Il diniego al suicidio assistito
"
Al diniego non era allegata la relazione medica e neppure il parere del Comitato etico competente, documenti che avevamo richiesto", ha spiegato l'
avvocato Filomena Gallo. "Dopo avere verificato con il dottor Mario Riccio la documentazione medica che Sibilla Barbieri aveva prodotto, è emerso che invece
Barbieri era sottoposta a plurime forme di sostegno vitale". E continua: "Motivo per cui
abbiamo presentato opposizione al diniego, informando i dirigenti dell'azienda sanitaria che la nostra assistita aveva intrapreso anche la procedura per andare in Svizzera, ma che avrebbe voluto concludere i suoi pochi giorni con i suoi cari in Italia.
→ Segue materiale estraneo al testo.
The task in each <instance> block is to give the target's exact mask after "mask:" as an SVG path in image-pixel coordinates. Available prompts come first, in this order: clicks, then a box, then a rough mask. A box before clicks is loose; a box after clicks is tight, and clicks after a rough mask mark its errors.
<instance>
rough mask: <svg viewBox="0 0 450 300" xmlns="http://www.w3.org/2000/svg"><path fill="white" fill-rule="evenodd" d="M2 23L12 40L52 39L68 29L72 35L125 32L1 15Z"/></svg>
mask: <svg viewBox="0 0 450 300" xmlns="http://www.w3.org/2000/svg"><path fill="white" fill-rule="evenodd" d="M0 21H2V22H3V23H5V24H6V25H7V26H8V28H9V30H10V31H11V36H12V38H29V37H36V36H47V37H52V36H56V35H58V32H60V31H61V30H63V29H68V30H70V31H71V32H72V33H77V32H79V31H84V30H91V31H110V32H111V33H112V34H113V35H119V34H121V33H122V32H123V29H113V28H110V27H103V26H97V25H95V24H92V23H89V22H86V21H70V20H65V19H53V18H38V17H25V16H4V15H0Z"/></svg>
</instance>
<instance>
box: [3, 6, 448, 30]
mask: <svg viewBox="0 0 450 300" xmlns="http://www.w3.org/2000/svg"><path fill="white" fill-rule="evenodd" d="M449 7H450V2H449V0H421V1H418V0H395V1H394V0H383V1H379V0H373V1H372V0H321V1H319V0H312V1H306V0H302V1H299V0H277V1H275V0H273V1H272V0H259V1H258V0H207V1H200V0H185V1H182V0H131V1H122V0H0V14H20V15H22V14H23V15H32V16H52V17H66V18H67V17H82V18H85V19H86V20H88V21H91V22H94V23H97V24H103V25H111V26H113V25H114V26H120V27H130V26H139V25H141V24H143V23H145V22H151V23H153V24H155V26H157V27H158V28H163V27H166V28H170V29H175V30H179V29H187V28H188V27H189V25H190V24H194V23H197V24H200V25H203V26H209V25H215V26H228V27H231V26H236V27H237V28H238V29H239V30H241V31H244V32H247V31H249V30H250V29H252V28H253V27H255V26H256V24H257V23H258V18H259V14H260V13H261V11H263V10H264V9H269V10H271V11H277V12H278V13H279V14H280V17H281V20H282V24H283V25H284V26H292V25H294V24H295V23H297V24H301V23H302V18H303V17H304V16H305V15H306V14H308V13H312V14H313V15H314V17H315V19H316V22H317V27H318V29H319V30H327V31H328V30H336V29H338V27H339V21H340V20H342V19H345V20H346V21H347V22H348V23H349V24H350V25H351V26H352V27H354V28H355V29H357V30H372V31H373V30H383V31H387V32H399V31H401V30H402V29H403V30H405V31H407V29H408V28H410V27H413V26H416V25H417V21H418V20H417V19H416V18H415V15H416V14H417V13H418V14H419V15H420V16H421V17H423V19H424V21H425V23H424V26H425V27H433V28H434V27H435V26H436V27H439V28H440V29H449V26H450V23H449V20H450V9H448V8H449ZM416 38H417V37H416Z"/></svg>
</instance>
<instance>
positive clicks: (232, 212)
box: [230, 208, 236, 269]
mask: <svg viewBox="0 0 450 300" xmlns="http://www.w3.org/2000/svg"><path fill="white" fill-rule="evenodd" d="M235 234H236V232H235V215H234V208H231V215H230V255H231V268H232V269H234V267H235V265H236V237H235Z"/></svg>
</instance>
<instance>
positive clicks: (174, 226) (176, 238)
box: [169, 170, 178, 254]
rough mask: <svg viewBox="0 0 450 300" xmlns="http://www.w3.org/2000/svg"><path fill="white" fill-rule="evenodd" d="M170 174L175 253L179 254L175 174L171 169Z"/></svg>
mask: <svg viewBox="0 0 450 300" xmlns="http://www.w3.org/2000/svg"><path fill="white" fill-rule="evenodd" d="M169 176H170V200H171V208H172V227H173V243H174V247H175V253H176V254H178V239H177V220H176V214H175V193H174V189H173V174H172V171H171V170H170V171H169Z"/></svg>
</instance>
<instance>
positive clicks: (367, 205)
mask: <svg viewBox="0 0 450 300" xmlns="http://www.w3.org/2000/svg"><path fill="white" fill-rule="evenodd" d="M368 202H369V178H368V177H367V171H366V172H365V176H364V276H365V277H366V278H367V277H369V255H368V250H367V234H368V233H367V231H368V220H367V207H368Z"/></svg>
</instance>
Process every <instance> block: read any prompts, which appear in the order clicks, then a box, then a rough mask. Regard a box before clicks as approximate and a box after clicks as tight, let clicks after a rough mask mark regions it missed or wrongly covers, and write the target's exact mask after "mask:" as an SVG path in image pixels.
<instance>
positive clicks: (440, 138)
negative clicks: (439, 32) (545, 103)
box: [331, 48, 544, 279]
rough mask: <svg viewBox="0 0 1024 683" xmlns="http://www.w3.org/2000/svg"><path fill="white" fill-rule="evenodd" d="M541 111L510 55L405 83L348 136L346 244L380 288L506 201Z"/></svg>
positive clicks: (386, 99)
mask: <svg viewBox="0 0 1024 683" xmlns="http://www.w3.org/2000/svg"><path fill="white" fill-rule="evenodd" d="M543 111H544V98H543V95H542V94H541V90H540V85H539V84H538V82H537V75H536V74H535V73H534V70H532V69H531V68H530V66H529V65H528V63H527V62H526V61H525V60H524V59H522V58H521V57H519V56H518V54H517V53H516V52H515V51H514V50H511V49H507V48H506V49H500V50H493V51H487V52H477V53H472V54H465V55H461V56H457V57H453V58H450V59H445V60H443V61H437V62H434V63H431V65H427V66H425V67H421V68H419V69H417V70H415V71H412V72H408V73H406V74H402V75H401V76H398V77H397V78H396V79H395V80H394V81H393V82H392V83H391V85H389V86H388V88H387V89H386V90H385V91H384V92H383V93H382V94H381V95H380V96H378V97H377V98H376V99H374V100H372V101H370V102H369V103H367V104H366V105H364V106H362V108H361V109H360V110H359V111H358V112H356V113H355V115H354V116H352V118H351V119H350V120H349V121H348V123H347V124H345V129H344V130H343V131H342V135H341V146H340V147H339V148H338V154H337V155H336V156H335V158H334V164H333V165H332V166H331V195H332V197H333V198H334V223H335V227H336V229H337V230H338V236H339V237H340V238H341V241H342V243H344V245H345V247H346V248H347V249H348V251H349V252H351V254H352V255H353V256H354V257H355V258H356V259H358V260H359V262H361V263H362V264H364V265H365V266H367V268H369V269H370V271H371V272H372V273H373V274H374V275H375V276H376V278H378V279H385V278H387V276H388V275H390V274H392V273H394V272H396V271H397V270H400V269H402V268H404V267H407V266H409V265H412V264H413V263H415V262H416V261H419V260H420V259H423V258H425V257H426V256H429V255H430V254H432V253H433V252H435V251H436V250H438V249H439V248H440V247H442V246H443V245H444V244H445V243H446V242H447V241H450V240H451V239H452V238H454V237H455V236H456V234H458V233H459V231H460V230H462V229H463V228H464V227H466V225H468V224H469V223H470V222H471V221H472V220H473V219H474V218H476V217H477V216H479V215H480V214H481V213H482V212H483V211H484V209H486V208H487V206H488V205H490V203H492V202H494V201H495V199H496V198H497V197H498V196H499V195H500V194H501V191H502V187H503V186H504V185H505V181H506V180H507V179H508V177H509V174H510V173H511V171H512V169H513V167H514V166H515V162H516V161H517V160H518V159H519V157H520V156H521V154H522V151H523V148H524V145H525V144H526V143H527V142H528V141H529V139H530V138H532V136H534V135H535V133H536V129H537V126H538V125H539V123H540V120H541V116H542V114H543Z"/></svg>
Non vi è stata nessuna risposta da parte dei dirigenti ASL. Solo venerdì 3 novembre (quando Barbieri era già morta), abbiamo ricevuto il parere del Comitato Etico che conferma la sussistenza per Sibilla Barbieri dei requisiti indicati dalla Corte costituzionale". "Mentre apprendiamo dal verbale della Commissione Aziendale che non possono aderire al parere positivo del Comitato Etico in quanto ritengono che non vi sia il trattamento di sostegno vitale e spiace e mortifica leggere perfino "
che le condizioni attuali non sono coerenti con sofferenze fisiche intollerabili", le sue parole.
"Lo Stato deve porre rimedio alle discriminazioni", l'ultimo messaggio dell'attrice (Instagram)
L'ultimo messaggio dell'attrice
"Questa è una
discriminazione gravissima tra i malati oncologici e chi si trova anche in altre condizioni non terminali", aveva detto la regista nell'ultimo video pubblicato online prima del suo viaggio. Poi è arrivato l
'ultimo messaggio dalla clinica elvetica: "Mi chiamo Sibilla Barbieri, sono malata oncologica da 10 anni. Ho fatto tutte le cure che mi sono state proposte. Anche le linee di trattamento che ho acquisto carissime, ma purtroppo non hanno più funzionato". "
Io sono una malata terminale e non ho più tempo. Conoscendo la sentenza Cappato/Dj Fabo ho provato a chiedere aiuto per il
suicidio assistito a casa mia, in Italia, interpellando la mia Asl. Quest'ultima ha deciso che io non rientro nei casi possibili perché non sono attaccata a macchinari di sostegno vitale. Ma pochissimi malati terminale di cancro sono attaccati ai sostegni. Tra l'altro le cose cambiano. Per questo
ho deciso liberamente e consapevolmente di ottenere aiuto andando in Svizzera perché possiedo i 10mila euro necessari e posso ancora andarci fisicamente, anche se sono al limite", le sue parole. E conclude: "
Ma tutte le altre persone condannate a morire da una malattia che non possono perché non hanno i mezzi, perché sono sole o non hanno le informazioni,
come fanno? Questa è un'altra grave discriminazione a cui lo Stato deve porre rimedio".